As for my Thank you-s, I think I am generally generous with them. Those general Thank You-s. You brought me a glass of water. Thank you. You opened the door for me. Thank you. You picked up the glove I dropped. Thank you. But more pointed, more specific and longer Thank You-s I still struggle with. I certainly feel grateful when someone invites me over for a lovely dinner. I know the person worked hard to prepare the meal. I feel grateful. But saying that Thank you for … (the lovely dinner/having me over/whatever comes after that Thank you) I still have difficulty getting out of my mouth. More often than not I actually manage to say the words (unlike in the first years). I might look hard for the moment to do it, and I might have to try a few times and miss a few good moments, but eventually I do it.

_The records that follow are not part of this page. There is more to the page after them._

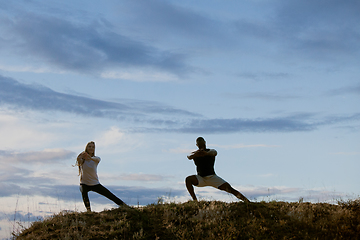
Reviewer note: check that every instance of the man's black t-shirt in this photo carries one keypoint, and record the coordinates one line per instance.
(205, 165)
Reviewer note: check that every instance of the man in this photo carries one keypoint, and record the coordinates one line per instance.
(204, 160)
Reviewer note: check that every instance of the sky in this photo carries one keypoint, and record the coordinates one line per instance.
(273, 86)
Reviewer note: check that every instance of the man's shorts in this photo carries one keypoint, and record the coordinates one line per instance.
(211, 180)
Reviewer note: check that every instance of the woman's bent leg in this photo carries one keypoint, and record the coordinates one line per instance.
(84, 189)
(100, 189)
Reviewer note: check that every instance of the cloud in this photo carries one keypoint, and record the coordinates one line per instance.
(47, 156)
(345, 91)
(142, 177)
(237, 146)
(38, 97)
(84, 47)
(280, 124)
(317, 30)
(165, 118)
(131, 195)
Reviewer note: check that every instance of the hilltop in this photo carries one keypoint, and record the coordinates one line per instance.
(206, 220)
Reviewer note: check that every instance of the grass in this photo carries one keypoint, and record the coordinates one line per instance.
(206, 220)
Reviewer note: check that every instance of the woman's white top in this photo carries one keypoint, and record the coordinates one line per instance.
(88, 172)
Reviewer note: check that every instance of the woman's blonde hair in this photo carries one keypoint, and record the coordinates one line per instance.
(81, 162)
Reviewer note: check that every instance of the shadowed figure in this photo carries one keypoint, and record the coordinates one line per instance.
(89, 181)
(204, 160)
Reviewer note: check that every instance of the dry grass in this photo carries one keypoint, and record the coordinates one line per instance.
(206, 220)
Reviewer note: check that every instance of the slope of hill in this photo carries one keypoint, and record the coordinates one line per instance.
(206, 220)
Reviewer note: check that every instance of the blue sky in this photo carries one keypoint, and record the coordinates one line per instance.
(272, 86)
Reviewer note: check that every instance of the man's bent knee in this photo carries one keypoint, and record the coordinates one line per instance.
(192, 180)
(225, 187)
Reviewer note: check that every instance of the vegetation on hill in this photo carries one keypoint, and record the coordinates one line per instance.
(206, 220)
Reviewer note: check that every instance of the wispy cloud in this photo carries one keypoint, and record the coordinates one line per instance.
(48, 156)
(165, 118)
(236, 146)
(84, 47)
(38, 97)
(345, 91)
(142, 177)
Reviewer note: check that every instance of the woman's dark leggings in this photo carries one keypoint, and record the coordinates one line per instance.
(100, 189)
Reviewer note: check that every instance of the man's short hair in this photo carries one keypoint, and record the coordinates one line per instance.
(200, 140)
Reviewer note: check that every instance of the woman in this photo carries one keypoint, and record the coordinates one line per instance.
(89, 181)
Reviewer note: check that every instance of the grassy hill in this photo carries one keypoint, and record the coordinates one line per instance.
(206, 220)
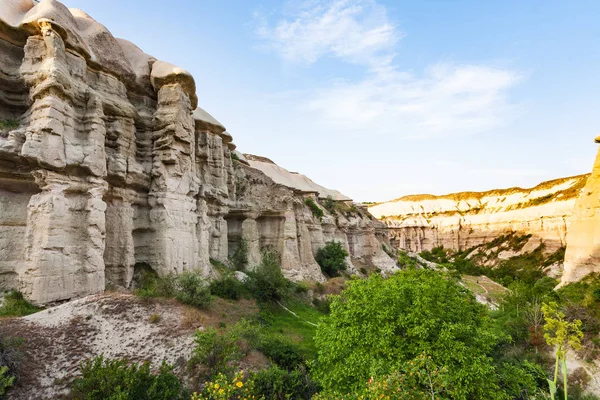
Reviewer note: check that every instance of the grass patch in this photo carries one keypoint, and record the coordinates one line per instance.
(276, 320)
(15, 305)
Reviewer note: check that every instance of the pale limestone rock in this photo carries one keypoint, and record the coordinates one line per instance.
(583, 250)
(111, 165)
(463, 220)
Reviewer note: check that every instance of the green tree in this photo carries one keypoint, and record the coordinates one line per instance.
(378, 325)
(6, 381)
(563, 335)
(267, 283)
(332, 258)
(117, 380)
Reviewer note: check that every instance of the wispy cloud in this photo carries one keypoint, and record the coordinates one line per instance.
(445, 99)
(356, 31)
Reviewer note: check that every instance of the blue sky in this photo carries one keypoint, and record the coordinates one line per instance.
(379, 99)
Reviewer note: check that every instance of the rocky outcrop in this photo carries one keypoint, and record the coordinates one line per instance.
(107, 163)
(583, 251)
(463, 220)
(292, 179)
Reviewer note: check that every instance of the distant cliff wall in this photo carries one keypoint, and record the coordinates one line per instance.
(106, 162)
(583, 250)
(463, 220)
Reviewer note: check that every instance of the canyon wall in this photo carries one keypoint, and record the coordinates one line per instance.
(583, 251)
(106, 162)
(462, 220)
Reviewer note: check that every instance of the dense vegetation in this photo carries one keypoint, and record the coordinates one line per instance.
(414, 317)
(15, 305)
(418, 334)
(314, 208)
(103, 379)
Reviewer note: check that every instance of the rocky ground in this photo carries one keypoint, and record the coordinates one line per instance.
(58, 339)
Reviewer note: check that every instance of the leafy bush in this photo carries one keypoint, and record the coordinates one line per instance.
(15, 305)
(193, 290)
(227, 288)
(267, 282)
(322, 305)
(438, 255)
(188, 287)
(103, 379)
(239, 259)
(9, 124)
(223, 388)
(214, 351)
(419, 379)
(10, 354)
(332, 258)
(314, 208)
(281, 350)
(406, 261)
(379, 325)
(6, 381)
(279, 384)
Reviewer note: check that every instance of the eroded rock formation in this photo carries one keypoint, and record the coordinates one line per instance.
(462, 220)
(583, 251)
(106, 162)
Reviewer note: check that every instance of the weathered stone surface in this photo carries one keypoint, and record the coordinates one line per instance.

Do I disapprove of expressing gratitude verbally? Not really; overall I think expressivity is a great thing, verbal or non-verbal. The only type of situations when verbal expressions of gratitude might start to bother me is when I hear a bunch of these statements in a short amount of time. The sheer number of them and the repetition get to me. The statements start to sound mechanical and therefore insincere (which doesn’t necessarily mean they are), but the possible appearance of insincerity bothers me enough.

So here I said it all about how I feel about Please and Thank You. That’s me. But I have this two-and-a half-year-old boy who is learning the basics of life from me. In the past two years, I tried hard to do my Pleases and Thank-You-s as often as I could. Because we live in the US, and I want to offer him the Serbian language and the Serbian culture, but the English language and the American culture as well. My son is actually pretty polite. In English and in Serbian. My husband and I are at times surprised.

I am not sure how good of a model  I am going to be once my son is linguistically ready for more complex Thank-You-s. Those that bother me most – Thank you for … whatever. And if my tendency to not use many Pleases in the house will eventually affect him.

Ultimately, I think I am most concerned about the kindness of his heart. As long as kindness is in place and as long as he doesn’t feel pressured to step into the realm of insincerity just to be polite, I think I’ll be happy. The rest? I hope he will find his own way, walking the line between two cultures.